At that very moment, someone tapped me on the back. I had never seen this guy before and he asked me if I was a Christian. I hesitated and said that I wasn’t sure.
He went on to ask, “Where do you think you will go after you die?”
That was a difficult question. I was already on my way to my death, but in my heart, I didn’t even know where I would end up after I took my life.
He sat down and shared the Gospel with me, and that was the very first time that I felt God’s presence. In that moment, I felt so free. That was also the first time that I truly accepted Jesus in my life.
A time for change
After that day, everything felt so different because my perspective of life had completely changed.
For the first time, I had joy and I looked forward to reading the Bible and understanding who this Jesus was. I found myself becoming more disciplined in the way I applied myself at school, because I wanted to live for God and give Him my best efforts.
Eventually, I was able to make some friends in school! Even my loved ones slowly changed over the years, resulting in fewer quarrels. Our conversations and interactions also improved.
I don’t know what exactly happened — it wasn’t me that changed them. All I can say that it was by the grace of God that He transformed me and my family, bit by bit, day by day.
For example, in BMT, when us guys received letters from our families, I was stunned that my parents actually wrote me a letter.

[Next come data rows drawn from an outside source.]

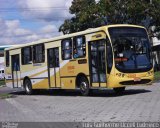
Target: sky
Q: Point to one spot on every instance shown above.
(24, 21)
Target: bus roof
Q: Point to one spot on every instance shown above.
(90, 30)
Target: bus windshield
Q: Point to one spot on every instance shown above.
(131, 49)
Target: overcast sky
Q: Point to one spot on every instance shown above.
(23, 21)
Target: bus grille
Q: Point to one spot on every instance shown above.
(132, 82)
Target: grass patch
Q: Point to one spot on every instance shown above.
(2, 82)
(157, 76)
(4, 96)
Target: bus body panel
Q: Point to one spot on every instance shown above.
(64, 76)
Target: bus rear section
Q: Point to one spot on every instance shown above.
(114, 56)
(132, 57)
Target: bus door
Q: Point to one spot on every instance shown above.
(16, 76)
(97, 52)
(53, 67)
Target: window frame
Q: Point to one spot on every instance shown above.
(23, 56)
(83, 47)
(70, 48)
(34, 56)
(7, 58)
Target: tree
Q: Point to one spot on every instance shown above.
(89, 14)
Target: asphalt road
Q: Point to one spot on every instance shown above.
(138, 103)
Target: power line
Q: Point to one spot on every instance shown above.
(31, 9)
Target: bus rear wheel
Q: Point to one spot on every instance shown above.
(28, 87)
(84, 86)
(119, 90)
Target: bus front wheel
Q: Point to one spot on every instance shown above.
(28, 87)
(119, 90)
(84, 86)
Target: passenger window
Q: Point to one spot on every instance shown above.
(79, 48)
(67, 49)
(109, 56)
(53, 56)
(38, 53)
(26, 55)
(7, 58)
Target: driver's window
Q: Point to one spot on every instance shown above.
(109, 56)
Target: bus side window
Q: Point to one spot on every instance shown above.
(26, 55)
(79, 47)
(109, 56)
(38, 53)
(7, 58)
(66, 49)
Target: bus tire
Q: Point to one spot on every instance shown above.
(119, 90)
(84, 86)
(28, 87)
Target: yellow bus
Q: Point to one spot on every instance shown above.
(113, 56)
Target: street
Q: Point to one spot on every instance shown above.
(138, 103)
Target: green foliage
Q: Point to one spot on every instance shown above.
(89, 14)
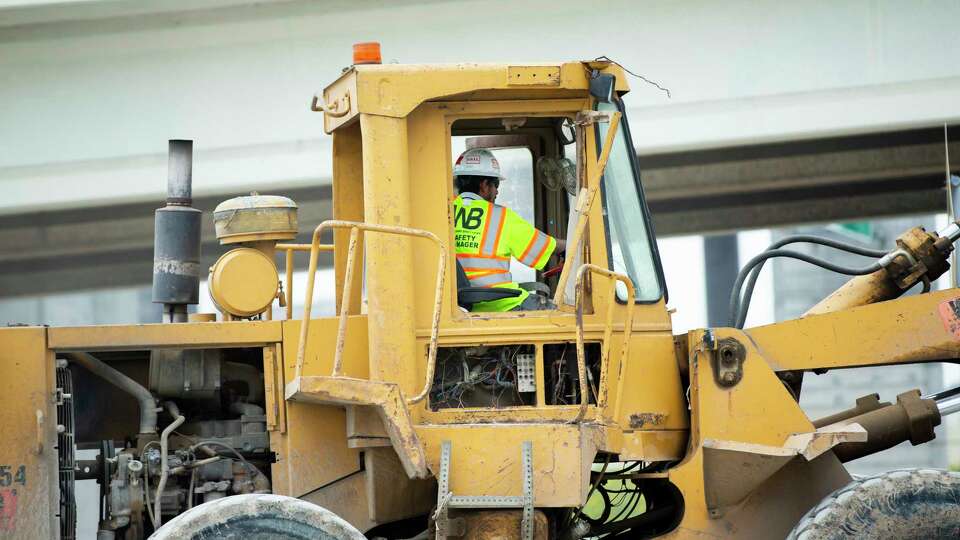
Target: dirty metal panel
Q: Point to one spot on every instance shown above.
(533, 75)
(28, 455)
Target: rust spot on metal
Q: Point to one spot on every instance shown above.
(639, 420)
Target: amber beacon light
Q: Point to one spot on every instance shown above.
(366, 53)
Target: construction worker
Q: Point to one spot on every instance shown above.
(487, 235)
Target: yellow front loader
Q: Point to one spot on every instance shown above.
(406, 414)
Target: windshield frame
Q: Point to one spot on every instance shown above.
(624, 128)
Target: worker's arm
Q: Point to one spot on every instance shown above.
(527, 244)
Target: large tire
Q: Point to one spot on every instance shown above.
(902, 504)
(257, 517)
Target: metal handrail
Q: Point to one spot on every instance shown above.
(289, 249)
(355, 228)
(607, 334)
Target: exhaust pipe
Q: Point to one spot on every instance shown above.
(176, 239)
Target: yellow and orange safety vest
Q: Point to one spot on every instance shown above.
(486, 236)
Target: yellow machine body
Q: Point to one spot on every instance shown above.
(341, 392)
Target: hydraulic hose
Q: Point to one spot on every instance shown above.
(739, 308)
(148, 407)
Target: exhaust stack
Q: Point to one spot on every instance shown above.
(176, 239)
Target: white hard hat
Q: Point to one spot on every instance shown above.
(477, 162)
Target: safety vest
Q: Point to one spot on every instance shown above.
(487, 235)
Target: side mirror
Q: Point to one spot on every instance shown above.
(602, 86)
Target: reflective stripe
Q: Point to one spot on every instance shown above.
(492, 229)
(490, 280)
(534, 249)
(483, 263)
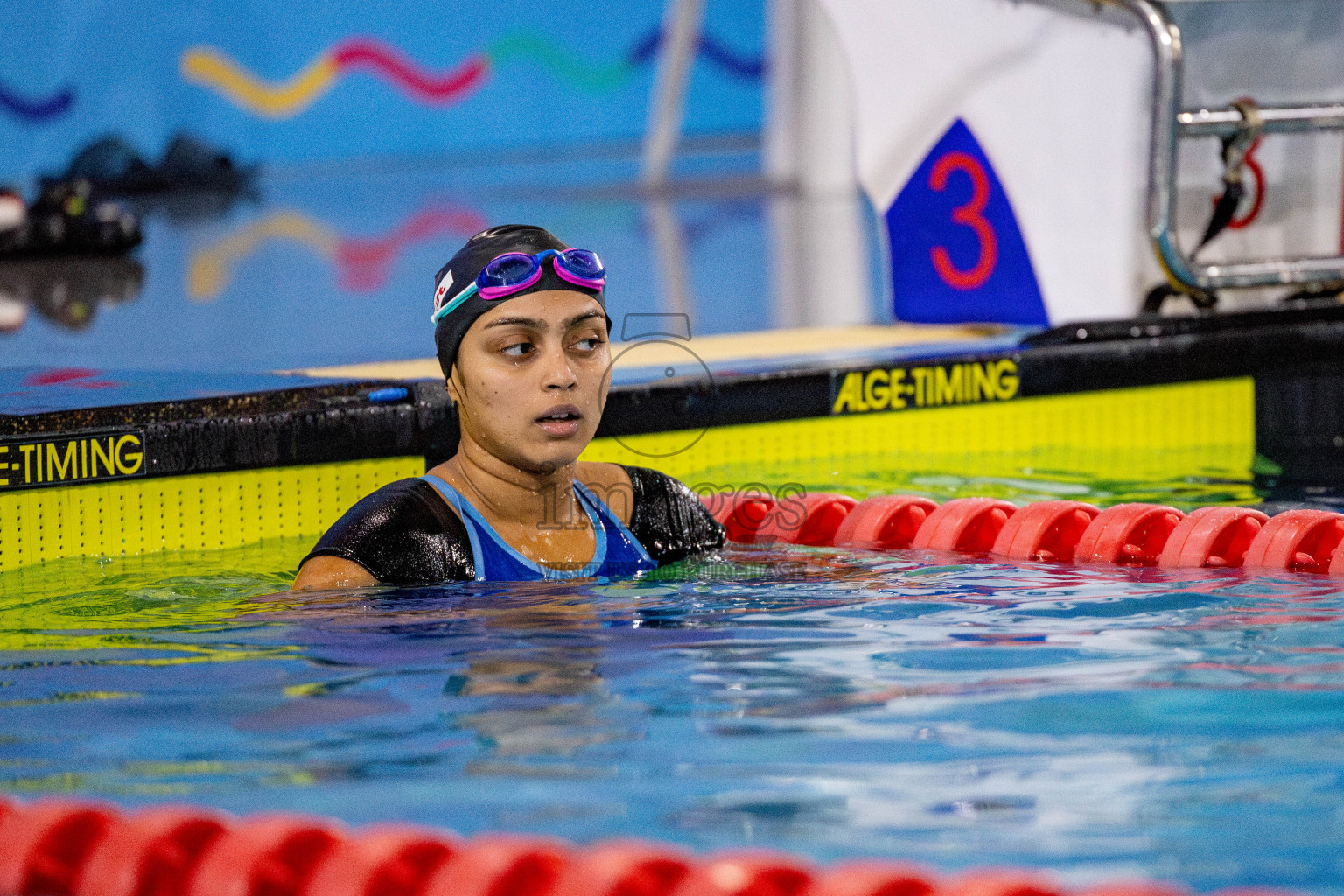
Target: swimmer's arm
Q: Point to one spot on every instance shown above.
(328, 572)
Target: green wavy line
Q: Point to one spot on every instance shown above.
(562, 65)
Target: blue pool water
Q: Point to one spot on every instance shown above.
(1100, 722)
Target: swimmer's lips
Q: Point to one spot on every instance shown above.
(561, 421)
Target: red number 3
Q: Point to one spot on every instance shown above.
(972, 216)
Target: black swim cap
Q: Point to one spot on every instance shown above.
(463, 269)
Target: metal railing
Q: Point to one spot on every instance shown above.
(1171, 122)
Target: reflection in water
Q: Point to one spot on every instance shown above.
(65, 290)
(957, 710)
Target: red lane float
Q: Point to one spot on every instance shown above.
(60, 848)
(1136, 535)
(385, 860)
(809, 519)
(626, 868)
(156, 850)
(501, 864)
(970, 526)
(266, 856)
(45, 846)
(878, 878)
(1298, 540)
(750, 873)
(1213, 537)
(1045, 531)
(1128, 535)
(883, 522)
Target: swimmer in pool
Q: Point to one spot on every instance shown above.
(522, 336)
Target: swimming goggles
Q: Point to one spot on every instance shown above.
(515, 271)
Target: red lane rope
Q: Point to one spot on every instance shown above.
(1133, 535)
(85, 848)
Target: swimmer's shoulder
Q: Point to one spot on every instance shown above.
(402, 534)
(611, 482)
(660, 511)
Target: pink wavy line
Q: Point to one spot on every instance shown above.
(366, 52)
(363, 262)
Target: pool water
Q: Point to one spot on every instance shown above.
(1098, 722)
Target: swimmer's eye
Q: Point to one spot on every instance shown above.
(589, 344)
(519, 349)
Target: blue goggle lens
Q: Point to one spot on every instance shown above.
(508, 270)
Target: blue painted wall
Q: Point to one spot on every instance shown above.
(534, 73)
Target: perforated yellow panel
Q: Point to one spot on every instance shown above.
(206, 511)
(1140, 434)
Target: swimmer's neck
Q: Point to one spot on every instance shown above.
(507, 492)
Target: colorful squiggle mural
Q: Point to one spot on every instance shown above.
(286, 98)
(360, 262)
(22, 107)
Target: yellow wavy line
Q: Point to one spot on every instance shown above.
(211, 69)
(208, 271)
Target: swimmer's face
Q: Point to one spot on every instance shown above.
(531, 379)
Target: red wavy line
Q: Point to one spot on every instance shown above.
(363, 262)
(366, 52)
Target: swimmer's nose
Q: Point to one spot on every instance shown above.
(559, 375)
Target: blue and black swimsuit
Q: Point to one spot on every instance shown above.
(406, 534)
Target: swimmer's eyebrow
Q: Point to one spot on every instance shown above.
(518, 321)
(533, 323)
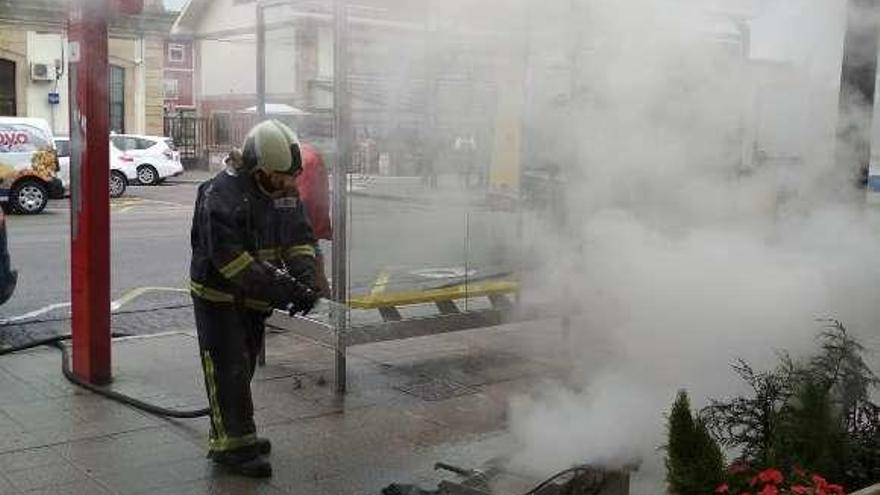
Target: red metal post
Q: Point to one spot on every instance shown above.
(90, 192)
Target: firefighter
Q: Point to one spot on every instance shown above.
(252, 250)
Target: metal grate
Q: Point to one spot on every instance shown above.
(435, 389)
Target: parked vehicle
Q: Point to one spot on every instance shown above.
(154, 156)
(122, 167)
(8, 276)
(28, 165)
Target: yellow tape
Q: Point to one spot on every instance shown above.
(475, 289)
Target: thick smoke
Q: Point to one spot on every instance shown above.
(684, 248)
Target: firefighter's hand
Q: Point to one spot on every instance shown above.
(304, 302)
(323, 286)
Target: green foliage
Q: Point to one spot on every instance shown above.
(694, 462)
(816, 415)
(751, 423)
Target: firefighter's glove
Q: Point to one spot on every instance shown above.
(304, 302)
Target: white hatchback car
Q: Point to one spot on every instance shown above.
(154, 156)
(122, 167)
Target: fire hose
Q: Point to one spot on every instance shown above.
(57, 342)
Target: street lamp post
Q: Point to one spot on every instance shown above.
(342, 126)
(857, 87)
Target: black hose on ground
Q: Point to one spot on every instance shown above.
(57, 342)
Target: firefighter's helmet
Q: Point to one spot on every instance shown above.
(272, 147)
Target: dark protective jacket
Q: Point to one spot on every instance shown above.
(236, 227)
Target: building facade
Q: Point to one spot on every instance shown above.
(34, 66)
(178, 83)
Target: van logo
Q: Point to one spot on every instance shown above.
(13, 138)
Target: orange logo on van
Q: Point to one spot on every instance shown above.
(13, 138)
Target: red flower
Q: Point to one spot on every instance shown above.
(769, 490)
(770, 476)
(835, 489)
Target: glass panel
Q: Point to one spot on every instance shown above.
(116, 93)
(7, 88)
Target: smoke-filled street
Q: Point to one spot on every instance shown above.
(497, 247)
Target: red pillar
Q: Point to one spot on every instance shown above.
(90, 194)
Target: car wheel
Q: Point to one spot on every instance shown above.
(29, 197)
(147, 175)
(118, 183)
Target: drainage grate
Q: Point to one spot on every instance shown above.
(435, 389)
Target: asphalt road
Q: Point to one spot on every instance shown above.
(399, 231)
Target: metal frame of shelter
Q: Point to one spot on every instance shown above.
(339, 333)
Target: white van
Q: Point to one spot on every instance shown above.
(122, 169)
(28, 165)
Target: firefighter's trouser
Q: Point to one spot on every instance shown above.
(230, 338)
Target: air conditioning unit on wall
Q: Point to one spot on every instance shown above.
(42, 72)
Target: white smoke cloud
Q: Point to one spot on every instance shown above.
(682, 251)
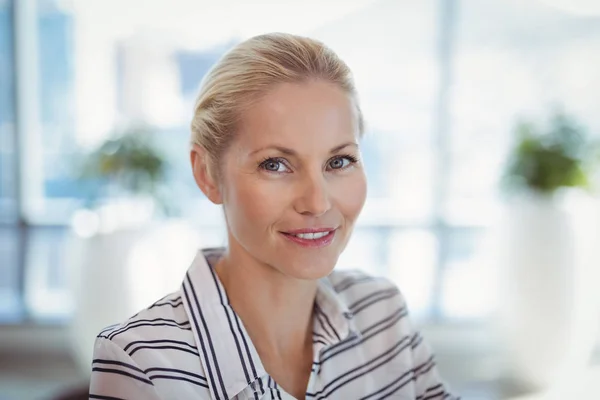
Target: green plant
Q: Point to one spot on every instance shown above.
(129, 163)
(545, 160)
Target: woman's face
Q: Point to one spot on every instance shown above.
(292, 182)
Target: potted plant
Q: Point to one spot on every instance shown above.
(128, 170)
(122, 255)
(550, 243)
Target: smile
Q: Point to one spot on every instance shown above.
(311, 237)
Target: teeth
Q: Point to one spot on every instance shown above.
(312, 236)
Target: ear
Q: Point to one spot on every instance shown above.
(202, 174)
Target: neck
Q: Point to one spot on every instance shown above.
(276, 309)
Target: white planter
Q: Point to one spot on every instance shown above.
(550, 307)
(115, 274)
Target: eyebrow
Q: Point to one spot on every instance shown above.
(291, 152)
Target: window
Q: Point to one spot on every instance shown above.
(441, 85)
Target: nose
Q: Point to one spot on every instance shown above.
(313, 196)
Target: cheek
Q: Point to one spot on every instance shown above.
(350, 195)
(251, 203)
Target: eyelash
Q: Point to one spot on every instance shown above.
(353, 160)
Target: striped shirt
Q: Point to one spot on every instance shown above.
(192, 345)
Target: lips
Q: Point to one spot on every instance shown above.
(312, 237)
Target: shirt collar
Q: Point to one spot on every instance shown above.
(228, 356)
(333, 321)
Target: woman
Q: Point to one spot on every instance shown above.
(275, 137)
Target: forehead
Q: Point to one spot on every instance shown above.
(300, 115)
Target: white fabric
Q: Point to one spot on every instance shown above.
(192, 345)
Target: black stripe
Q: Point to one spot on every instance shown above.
(226, 310)
(210, 374)
(113, 362)
(323, 325)
(378, 361)
(119, 372)
(351, 281)
(159, 341)
(179, 378)
(195, 353)
(434, 395)
(319, 336)
(108, 328)
(424, 365)
(162, 301)
(344, 346)
(134, 324)
(178, 371)
(277, 389)
(372, 298)
(418, 340)
(237, 322)
(212, 349)
(328, 321)
(402, 384)
(167, 303)
(430, 389)
(113, 335)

Part of that letter read: “Daddy and Mummy love you, but you may not know it. It’s hidden in our hearts. We can’t express ourselves well, and don’t know how to elaborate. Please forgive us.”
I was overwhelmed when I first received this letter because those were words that I had never heard growing up. Words of love, words of reconciliation… words I never got to hear in all the years of my childhood.
Words that marked the start of a healing journey.
The God who saves families
Today, I am 34. Through it all, I have seen how God was working in my life and how He loves me.
He redeemed my whole family so that our home and conversations are more peaceful. We’re learning how to show and receive love in our relationships with one another. We’re praying together during difficult times — especially my mum, who often prays for us.
Because of the redeeming love of Christ, we can relate to one another with love, forgiveness and patience. Looking back, I know my parents did the best they could, with the little they had. They are not perfect people — and neither am I.
We are all sinners in need of God’s grace — and indeed, we have received grace upon grace, all to His glory.